To treat patients with life-threatening infections , Avelox and Levaquin are drugs that makes sense. But for such routine infections as ear infections or urinary tract infections, taking fluoroquinolones like Avelox and Levaquin does not make sense — because the drug comes with the dangerous side effect of permanent nerve damage and disability, a risk that no patient should be exposed to without a serious, life-threatening infection.

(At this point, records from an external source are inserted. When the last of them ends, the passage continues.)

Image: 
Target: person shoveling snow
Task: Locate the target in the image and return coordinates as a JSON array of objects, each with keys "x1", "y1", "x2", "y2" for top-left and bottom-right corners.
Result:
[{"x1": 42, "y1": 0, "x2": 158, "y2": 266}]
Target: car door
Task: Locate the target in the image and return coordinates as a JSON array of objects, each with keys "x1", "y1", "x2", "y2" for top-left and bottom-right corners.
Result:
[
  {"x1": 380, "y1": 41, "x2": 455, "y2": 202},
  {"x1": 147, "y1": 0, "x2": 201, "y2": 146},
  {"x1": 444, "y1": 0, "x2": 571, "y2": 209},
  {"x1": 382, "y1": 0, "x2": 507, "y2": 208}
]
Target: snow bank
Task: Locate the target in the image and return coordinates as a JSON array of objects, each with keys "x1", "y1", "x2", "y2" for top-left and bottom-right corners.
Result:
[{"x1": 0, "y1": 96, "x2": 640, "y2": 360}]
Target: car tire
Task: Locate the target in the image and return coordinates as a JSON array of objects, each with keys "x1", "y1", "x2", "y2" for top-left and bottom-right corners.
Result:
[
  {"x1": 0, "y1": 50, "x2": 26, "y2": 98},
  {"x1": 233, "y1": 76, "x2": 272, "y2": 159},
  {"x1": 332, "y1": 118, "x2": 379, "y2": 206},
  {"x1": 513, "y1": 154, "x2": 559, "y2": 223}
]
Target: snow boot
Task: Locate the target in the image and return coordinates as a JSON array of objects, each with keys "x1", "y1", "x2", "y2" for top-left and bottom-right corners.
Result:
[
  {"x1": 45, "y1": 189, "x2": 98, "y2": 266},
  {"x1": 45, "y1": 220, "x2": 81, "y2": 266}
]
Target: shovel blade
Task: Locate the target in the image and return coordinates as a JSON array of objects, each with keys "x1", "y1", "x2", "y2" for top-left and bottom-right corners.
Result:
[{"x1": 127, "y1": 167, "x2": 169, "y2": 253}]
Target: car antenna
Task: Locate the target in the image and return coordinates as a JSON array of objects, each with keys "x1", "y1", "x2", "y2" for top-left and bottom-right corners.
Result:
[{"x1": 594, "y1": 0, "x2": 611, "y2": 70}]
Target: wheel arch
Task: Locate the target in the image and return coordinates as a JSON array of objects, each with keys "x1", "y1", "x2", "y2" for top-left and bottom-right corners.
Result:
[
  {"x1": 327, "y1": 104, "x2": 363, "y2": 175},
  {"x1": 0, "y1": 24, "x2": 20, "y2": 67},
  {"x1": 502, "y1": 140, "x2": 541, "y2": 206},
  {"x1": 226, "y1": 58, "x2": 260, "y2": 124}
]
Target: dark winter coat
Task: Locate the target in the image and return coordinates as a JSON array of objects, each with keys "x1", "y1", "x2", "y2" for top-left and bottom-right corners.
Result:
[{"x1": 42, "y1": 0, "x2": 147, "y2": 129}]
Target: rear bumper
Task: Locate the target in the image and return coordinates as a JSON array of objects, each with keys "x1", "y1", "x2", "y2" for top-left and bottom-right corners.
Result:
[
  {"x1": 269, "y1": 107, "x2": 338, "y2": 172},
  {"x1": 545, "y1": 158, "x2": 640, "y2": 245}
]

We’d like to say that all patients and members of the medical community know this information, but they don’t. And that’s because the manufacturers of fluoroquinolones hid that information from them for far too long, failing to inform both patients and doctors of the huge risk of permanent nerve damage and disability that comes with taking fluoroquinolones.
Because the manufacturers of fluoroquinolones did not alert patients and doctors as they should have, what has happened is that the patients themselves have started speaking out. That’s why we are starting to learn just how bad fluoroquinolones can be, because the patients themselves started to stand up, join together and say There Is a BIG Problem with this class of antibiotics.
But this wasn’t just “any” sort of speaking up and doing.
Instead, patients who were injured by fluoroquinolones often spoke up for years, with no one to listen, describing nerve damage and disability, with symptoms such as severe shooting pain or tingling or a loss of sensation in the arms or legs without being recognized.
What’s more, patients were often billed as “problem patients,” and their adverse reactions were not only not recognized as having to do with the fluoroquinolone antibiotic they took but also, sometimes, not even believed to exist at all.
Incredibly, there are up to 100 different symptoms of the nerve damage called “peripheral neuropathy” that may be caused by taking fluoroquinolone antibiotics, and each patient may experience something slightly different than the other… meaning, the ability for patients and doctors to recognize the dangerous side effects of fluoroquinolones and apply them to the next patient with similar symptoms is even more difficult without proper guidance from the manufacturers of fluoroquinolones.
It only takes a few pills, and the adverse reactions of nerve damage and disability may not occur until weeks or even months after taking the antibiotic. Combined, that’s a dangerous cocktail that spells heartache and pain for numerous patients.
Luckily, victims of fluoroquinolones spoke up. And now, we must hear them.